There are many languages in the world and they all have a structure for their concepts. Let’s break apart and put back together what we need to help our learners know about English morphology.
The same steps used to describe phonology are used for morphology: discrete units, categorize the units, classify the units and find the dependencies.
Morphemes: the smallest groupings of letters that give a concept. Some folks refer to them as the building blocks of words. For example, the word “brick” – you know, the rectangular red things many house and schools are built out of is a single morpheme. But an “s” is also a morpheme since when applied to brick it means more than one.
What’s important: Our learners who can recognize, separate them and then recombine these smaller parts and make connections have a better chance of increasing their vocabulary.
Categorize the Units
There are two units of morphemes: free and bound.
In the example above, brick, is a free morpheme – it has a meaning all by itself but the ~s is a bound morpheme since it is reliant upon or tied to something else to make sense.
As a general rule, most affixes are bound morphemes. They are added to other words and cannot stand alone. Here’s where it gets fun; there are two types of affixes (yes – prefix and suffix, but you know about those already).

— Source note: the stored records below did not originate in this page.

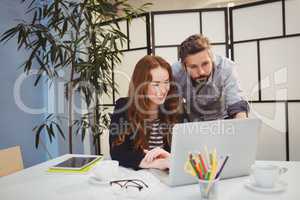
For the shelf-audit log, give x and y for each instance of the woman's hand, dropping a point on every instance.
(160, 163)
(156, 158)
(156, 153)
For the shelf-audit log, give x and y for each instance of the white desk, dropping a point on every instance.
(36, 184)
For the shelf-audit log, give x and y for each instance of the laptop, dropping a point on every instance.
(236, 138)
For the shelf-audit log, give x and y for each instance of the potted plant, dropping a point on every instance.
(82, 39)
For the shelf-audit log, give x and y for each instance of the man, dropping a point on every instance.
(207, 82)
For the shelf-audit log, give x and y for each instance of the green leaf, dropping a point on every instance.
(37, 135)
(59, 130)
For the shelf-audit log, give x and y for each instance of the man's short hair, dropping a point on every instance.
(193, 44)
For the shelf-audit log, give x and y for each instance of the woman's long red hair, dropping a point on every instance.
(139, 103)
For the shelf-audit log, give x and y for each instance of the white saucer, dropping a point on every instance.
(278, 187)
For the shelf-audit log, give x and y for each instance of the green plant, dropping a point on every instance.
(80, 38)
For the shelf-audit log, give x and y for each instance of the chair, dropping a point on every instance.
(10, 160)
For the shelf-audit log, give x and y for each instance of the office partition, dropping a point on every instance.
(265, 37)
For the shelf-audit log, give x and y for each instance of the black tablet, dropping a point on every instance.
(76, 163)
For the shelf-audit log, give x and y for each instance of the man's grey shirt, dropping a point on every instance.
(218, 98)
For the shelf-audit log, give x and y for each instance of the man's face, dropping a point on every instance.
(199, 65)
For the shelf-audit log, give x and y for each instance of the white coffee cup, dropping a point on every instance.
(266, 175)
(106, 170)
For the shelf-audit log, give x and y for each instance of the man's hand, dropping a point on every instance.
(240, 115)
(155, 154)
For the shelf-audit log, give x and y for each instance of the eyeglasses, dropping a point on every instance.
(157, 84)
(125, 183)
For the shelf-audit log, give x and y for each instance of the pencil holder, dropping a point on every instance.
(209, 189)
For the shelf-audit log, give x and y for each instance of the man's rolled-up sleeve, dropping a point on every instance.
(234, 101)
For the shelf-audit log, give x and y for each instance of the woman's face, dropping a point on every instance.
(159, 87)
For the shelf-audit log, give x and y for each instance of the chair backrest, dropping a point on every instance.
(10, 160)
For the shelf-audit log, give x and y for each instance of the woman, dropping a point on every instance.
(140, 131)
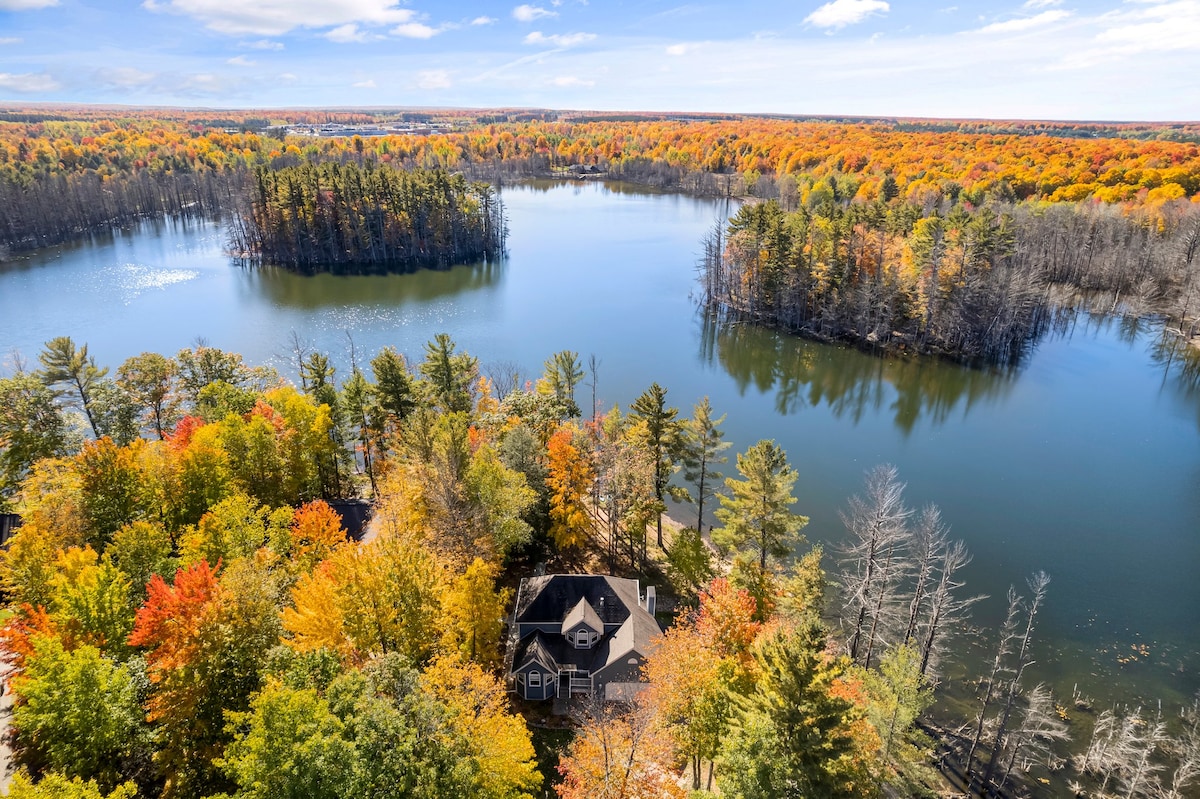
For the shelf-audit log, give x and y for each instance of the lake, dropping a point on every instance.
(1084, 462)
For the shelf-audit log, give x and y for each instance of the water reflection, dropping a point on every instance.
(1180, 361)
(288, 289)
(851, 384)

Inflectional affixes refine the meaning of a word without changing how it behaves in a sentence. Add an ~s to brick, rabbit or chocolate and you still have the same thing, just more of them (bricks, rabbits, chocolates).
Derivational affixes change the meaning or the way a word functions in the sentence. Derivational affixes can be prefixes (un+happy) or suffixes (kind+ness).
What’s important: Helping learners differentiate between morphemes that can stand alone and others that cannot plus how they change, modify or refine a word when they are put together.
Group the Units
There are four groups of morphemes: simple, complex, compound, and compound-complex. Yes, just like types of sentences and they follow similar patterns. Words with one morpheme like brick are simple. When the word uses a free morpheme and a bound morpheme like bricks, it is complex. When the word is a combo of two free morphemes it is compound, ex: hotdog. Finally, when the word contains two free and one or more bound morphemes, it is compound-complex, hotdogs. Look familiar?
What’s important: Knowing the different grouping units and practicing them with your learners. And make it fun. Metacognitive think-alouds are a great way to help learners practice and work through these four groups.
These basic patterns are easy.
A bound morpheme must have a friend – a base or root to make sense. Likewise, a prefix must have a friend – a base or root to form a word.
You can add one or more affix to a base or root, but the inflectional suffixes come before the derivational. For example: learners learn+er+s.
What’s important: Practice, practice and more practice. Model metacognitive thinking and reason for students and have them talk it out with you, their classmates and themselves.
Remember: It takes time to teach morphemes, prefixes, suffixes, roots, bases and all the things that get put together to form a word. It takes time, practice, repetition and more practice. It also takes seeing the words in context with other words and helping learners understand the nuances and patterns in forming and taking apart words to make meaning of all those letters on the page.
Applications & Activity Examples
(Check back for more as this is still under construction. Thanks for you patience.)
Here are the 8 suffixes and the types of words they work with: nouns (add ~s, ~es or ~’s), verbs (add ~s, ~ed, ~ing, ~en) or adjectives and adverbs (add ~er or ~est).
Prefix examples: dis~, un~, non~, in~, im~, ir~, and il~ all mean not. If a learner understands that these seven prefixes change the morpheme/s that follow, they will know that it isn’t the same or the opposite. For example: unnecessary means not needed. Suffixes are similar: ~ity, and ~ty mean the state/condition of. Bold becomes boldly, saint/saintly.
Additionally, words can be grouped semantically and syntactically, but you’ll need to go to those respective pages for that discussion.
Three forces that influence word meanings
Freeman and Freeman (2014) talk about the three forces that affect word meaning as phonological – changes in pronunciation, semantic – changes in meaning over time, and etymological – keeping archaic spellings when pronunciation changes.
References & Resources
Bear, D. R., Invernizzi, M., Templeton, S., & Johnston, F. (2016). Words Their Way: Word Study for Phonics, Vocabulary, and Spelling Instruction (6th ed.). Pearson.
Curzan, A., & Adams, M. (2012). How English works: A linguistic introduction (3rd ed.). Pearson.
Freeman, D. E., & Freeman, Y. S. (2014). Essential linguistics: What teachers need to know to teach ESL, reading, spelling, and grammar. (2nd ed.). Heinemann.
Helman, L., Bear, D. R., Templeton, S., Invernizzi, M., & Johnston, F. (2012). Words their way with English learners: Word study for phonics, vocabulary, and spelling instruction (2nd ed.). Pearson.
Johnston, F., Invernizzi, M., Bear, D. R., & Templeton, S. (2018). Words Their Way: Word Sorts for Letter Name – Alphabetic Spellers (3rd ed.). Pearson.
Lems, K., Miller, L. D., & Soro, T. M. (2017). Building literacy with English language learners (2 ed.). Guilford.